El dólar oficial ha registrado una caída significativa, alcanzando los $1.378, lo que representa una baja de $15 en la semana. Esta tendencia a la baja se ha consolidado con cinco días consecutivos de descenso, lo que ha generado un ambiente de calma en el mercado cambiario. En contraste, el dólar blue se mantiene en $1.390, lo que refleja una brecha de aproximadamente $100 con respecto al dólar CCL, que se encuentra en $1.473,47. Esta situación sugiere una mayor estabilidad en el tipo de cambio oficial, lo que podría influir en las decisiones de los inversores y en la economía en general.

En el contexto regional, el riesgo país argentino ha disminuido casi un 10% desde que Estados Unidos e Irán acordaron un alto al fuego en su conflicto. Sin embargo, la situación sigue siendo frágil, ya que recientes tensiones han surgido entre ambas naciones, lo que podría afectar la percepción de riesgo en los mercados. Las acciones argentinas han cerrado de manera dispar, con algunos ADRs mostrando un rendimiento positivo, como Bioceres, que subió un 9,6%. Este comportamiento mixto en el mercado de acciones refleja la incertidumbre que persiste en el entorno económico.

La inflación en la Ciudad Autónoma de Buenos Aires se aceleró al 3% en marzo, lo que ha llevado a que el costo de la canasta básica total alcance los $1.489.829, marcando su mayor incremento en un año. Este aumento en el costo de vida podría tener implicancias en el consumo y la demanda interna, lo que a su vez podría influir en las decisiones de política económica del gobierno. La combinación de una inflación creciente y un tipo de cambio más estable podría ofrecer un respiro temporal, pero también plantea interrogantes sobre la sostenibilidad de esta calma en el mercado cambiario.

Por otro lado, el Banco Central de la República Argentina (BCRA) ha registrado compras netas de divisas por $457 millones este viernes, lo que ha contribuido a que las reservas netas cierren en positivo. Este movimiento es parte de una estrategia más amplia del BCRA para intervenir en el mercado de cambios y estabilizar el tipo de cambio oficial. Sin embargo, la dependencia del BCRA de las compras en el Mercado Libre de Cambios (MLC) para sostener el tipo de cambio podría ser un factor de riesgo si las condiciones del mercado cambian rápidamente.

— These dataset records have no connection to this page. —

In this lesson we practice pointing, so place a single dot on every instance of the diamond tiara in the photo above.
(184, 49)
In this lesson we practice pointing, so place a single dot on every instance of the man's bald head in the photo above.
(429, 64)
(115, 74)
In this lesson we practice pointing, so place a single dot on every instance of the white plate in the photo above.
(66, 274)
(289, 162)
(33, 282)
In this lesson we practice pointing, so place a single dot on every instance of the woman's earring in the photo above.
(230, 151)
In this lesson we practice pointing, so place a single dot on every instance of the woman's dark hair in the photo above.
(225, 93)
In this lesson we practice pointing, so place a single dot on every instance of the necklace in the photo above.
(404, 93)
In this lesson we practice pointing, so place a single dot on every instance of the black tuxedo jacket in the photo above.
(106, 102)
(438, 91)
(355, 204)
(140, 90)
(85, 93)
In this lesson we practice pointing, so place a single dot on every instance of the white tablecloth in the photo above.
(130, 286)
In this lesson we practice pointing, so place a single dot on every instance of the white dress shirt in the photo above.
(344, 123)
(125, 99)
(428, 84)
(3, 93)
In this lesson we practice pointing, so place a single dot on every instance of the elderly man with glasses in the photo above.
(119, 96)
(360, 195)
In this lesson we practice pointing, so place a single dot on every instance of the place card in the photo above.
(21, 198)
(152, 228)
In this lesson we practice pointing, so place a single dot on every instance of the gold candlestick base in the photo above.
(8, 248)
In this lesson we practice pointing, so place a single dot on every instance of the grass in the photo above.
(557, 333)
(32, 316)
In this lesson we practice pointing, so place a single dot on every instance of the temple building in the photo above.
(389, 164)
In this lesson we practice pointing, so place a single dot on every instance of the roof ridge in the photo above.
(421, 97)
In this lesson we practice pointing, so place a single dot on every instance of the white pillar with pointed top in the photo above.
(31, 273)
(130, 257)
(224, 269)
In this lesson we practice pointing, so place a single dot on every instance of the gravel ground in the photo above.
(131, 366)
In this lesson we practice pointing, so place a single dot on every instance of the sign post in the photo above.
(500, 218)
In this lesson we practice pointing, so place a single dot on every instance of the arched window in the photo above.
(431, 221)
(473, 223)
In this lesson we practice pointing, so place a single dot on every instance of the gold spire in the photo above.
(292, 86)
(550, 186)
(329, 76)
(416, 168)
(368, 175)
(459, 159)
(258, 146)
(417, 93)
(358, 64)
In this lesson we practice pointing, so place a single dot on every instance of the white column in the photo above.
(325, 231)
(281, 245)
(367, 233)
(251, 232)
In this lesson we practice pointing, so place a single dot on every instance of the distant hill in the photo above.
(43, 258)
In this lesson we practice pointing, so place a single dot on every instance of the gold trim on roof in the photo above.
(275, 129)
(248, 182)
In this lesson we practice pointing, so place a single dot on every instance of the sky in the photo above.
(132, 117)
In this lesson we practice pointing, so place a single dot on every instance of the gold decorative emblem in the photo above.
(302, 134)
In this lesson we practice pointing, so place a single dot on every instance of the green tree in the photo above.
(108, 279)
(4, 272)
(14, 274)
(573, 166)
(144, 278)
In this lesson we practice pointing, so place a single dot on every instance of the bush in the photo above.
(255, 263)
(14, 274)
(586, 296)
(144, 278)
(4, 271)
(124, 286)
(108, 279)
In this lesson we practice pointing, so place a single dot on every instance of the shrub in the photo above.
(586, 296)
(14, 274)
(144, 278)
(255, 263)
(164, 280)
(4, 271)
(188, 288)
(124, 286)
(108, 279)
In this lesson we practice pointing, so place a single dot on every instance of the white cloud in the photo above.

Mirando hacia el futuro, es crucial observar cómo se desarrollan las negociaciones entre Estados Unidos e Irán, ya que cualquier escalada en las tensiones podría repercutir en el riesgo país y, por ende, en el mercado argentino. Además, el próximo informe del IPC Nacional, que se publicará el martes, será un indicador clave para evaluar la dirección de la inflación y su impacto en la política económica. Los inversores deben estar atentos a estos eventos, ya que podrían influir en las decisiones de inversión y en la dinámica del mercado cambiario en las próximas semanas.